Rates Spark: No big surprises from US CPI

Markets are content with a 0.2% US core CPI reading and risk sentiment is now almost back to where it was before the recent turmoil. The number itself doesn’t justify a 50bp cut by the Fed in September, but a further deterioration of the jobs market would argue in favour. In the near term we still see global yields going lower

Markets got their 0.2% US core CPI

We got what we wanted – a 0.2% month-on-month core US CPI reading, well in line with economists’ expectations. And yet, still markets jumped around a bit on the release. Yields moved up a few basis points across the curve initially; the 2-year even almost touched 4.0% again, and that while a 0.2% is good enough for the Fed to start cutting. Later in the day the curve came down again and ended slightly flatter than before.

Market pricing still shows a significant probability of a 50bp cut priced in for September, which this reading itself would not necessitate, and could explain part of the market reaction. This means that a 50bp cut would have to be wholly driven by the weakening labour market, for which the signs are slowly dripping in, but a full deterioration is not there yet. In effect, the pricing for a September cut was reduced by about 2bp post release.

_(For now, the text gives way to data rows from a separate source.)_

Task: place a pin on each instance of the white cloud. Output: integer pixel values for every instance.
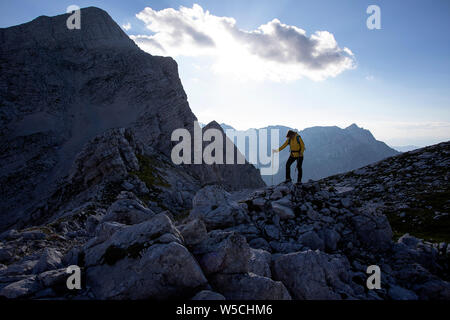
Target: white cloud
(274, 51)
(127, 26)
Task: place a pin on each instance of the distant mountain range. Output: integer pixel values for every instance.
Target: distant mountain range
(405, 148)
(329, 150)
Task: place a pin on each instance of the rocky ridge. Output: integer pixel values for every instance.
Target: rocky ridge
(313, 241)
(61, 88)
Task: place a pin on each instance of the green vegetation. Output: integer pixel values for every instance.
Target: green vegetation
(148, 172)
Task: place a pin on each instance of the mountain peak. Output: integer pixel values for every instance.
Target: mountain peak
(354, 126)
(97, 29)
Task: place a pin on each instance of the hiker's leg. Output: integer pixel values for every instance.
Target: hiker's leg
(300, 169)
(288, 168)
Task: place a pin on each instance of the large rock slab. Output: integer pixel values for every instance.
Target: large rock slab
(216, 208)
(314, 275)
(223, 252)
(249, 287)
(144, 261)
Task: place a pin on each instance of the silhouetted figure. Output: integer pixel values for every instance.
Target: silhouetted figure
(297, 147)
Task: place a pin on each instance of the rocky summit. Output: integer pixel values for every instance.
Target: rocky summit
(311, 241)
(63, 91)
(87, 181)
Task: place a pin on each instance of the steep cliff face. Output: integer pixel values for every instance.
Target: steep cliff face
(60, 88)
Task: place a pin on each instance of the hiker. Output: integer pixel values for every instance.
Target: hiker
(297, 149)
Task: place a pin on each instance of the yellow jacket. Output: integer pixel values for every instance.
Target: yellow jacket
(297, 146)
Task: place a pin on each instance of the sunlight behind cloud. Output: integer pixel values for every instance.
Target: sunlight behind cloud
(274, 51)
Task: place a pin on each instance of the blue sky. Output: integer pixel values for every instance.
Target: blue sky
(398, 85)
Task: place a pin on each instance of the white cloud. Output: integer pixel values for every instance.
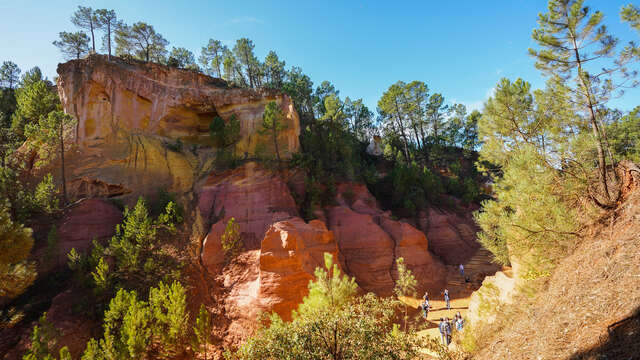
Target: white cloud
(478, 104)
(246, 20)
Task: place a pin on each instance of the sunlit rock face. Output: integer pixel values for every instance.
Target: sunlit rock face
(111, 95)
(130, 116)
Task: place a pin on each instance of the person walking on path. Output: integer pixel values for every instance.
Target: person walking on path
(447, 330)
(447, 299)
(425, 305)
(459, 323)
(441, 326)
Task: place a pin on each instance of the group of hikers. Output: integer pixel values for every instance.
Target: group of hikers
(446, 325)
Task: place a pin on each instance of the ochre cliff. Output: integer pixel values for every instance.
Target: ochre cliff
(107, 96)
(144, 126)
(130, 116)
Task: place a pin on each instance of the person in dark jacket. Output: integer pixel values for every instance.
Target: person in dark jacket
(447, 299)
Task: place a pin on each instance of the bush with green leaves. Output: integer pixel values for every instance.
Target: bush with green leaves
(134, 328)
(202, 331)
(333, 323)
(134, 258)
(44, 340)
(17, 273)
(405, 285)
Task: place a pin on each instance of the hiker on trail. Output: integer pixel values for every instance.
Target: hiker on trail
(447, 330)
(425, 305)
(441, 328)
(447, 299)
(459, 323)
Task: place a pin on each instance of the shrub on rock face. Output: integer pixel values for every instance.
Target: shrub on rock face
(133, 327)
(359, 327)
(16, 273)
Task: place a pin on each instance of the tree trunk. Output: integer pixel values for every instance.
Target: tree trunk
(93, 40)
(602, 161)
(109, 40)
(275, 142)
(64, 179)
(402, 133)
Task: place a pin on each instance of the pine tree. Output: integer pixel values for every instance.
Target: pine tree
(390, 107)
(243, 51)
(202, 330)
(9, 74)
(141, 41)
(73, 45)
(212, 57)
(16, 272)
(168, 306)
(107, 21)
(182, 58)
(574, 44)
(272, 124)
(274, 70)
(49, 135)
(35, 99)
(44, 339)
(85, 19)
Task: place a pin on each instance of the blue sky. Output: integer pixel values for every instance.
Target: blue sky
(459, 48)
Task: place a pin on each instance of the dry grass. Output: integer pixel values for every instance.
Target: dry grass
(595, 287)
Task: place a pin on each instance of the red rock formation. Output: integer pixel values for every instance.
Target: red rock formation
(107, 96)
(89, 188)
(131, 114)
(254, 196)
(412, 245)
(275, 278)
(452, 236)
(366, 250)
(291, 251)
(370, 242)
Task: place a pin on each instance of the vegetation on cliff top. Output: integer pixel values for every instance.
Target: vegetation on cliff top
(549, 153)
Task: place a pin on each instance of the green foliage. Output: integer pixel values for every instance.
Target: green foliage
(528, 221)
(332, 323)
(405, 285)
(212, 57)
(182, 58)
(73, 45)
(141, 41)
(231, 241)
(202, 330)
(168, 305)
(86, 19)
(9, 74)
(407, 189)
(35, 99)
(224, 134)
(16, 272)
(246, 67)
(575, 46)
(624, 134)
(133, 327)
(101, 275)
(136, 250)
(272, 124)
(44, 339)
(45, 196)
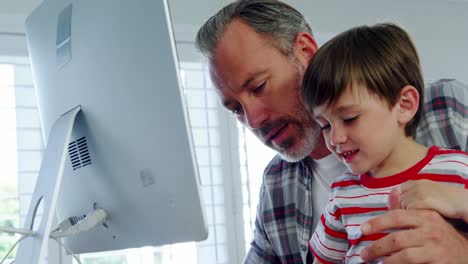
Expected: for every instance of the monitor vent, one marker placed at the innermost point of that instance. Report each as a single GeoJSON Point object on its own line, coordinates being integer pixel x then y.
{"type": "Point", "coordinates": [79, 154]}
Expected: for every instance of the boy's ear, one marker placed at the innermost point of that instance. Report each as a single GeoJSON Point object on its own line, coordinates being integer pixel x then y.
{"type": "Point", "coordinates": [408, 104]}
{"type": "Point", "coordinates": [304, 48]}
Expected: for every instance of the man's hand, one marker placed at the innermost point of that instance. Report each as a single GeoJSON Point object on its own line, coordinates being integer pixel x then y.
{"type": "Point", "coordinates": [425, 238]}
{"type": "Point", "coordinates": [446, 199]}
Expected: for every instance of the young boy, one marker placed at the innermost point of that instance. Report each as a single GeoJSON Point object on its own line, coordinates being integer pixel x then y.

Risk sentiment almost back to normal

Part of the initial rise in yields may also be attributed to a relief in risk assets, which have been holding their breath after last week’s turmoil. The VIX dropped another point and is now close to levels from before the recent risk-off episodes. Implied rates volatility is still above the previous lows in July, but yesterday brought another sharp turn lower. Overall these indicators suggest risk sentiment is almost restored.

In the near term we still see the broader direction of yields lower as the first Fed cuts start closing in. With risk sentiment normalising, the potential from higher rates through the risk premium channel is now also more limited. Bund and Gilt yields are likely to follow USTs lower, and yesterday’s lower UK CPI accelerated Gilts in that direction.

Today’s events and market views

From the US we have plenty of data coming in, including retail sales, industrial production, capacity utilisation and jobless claims. Jobless numbers were able to move markets last week, but with plenty of other data to watch that may not be the case this time. Industrial production and retail sales will provide additional gauges on whether the economy is indeed cooling down rapidly.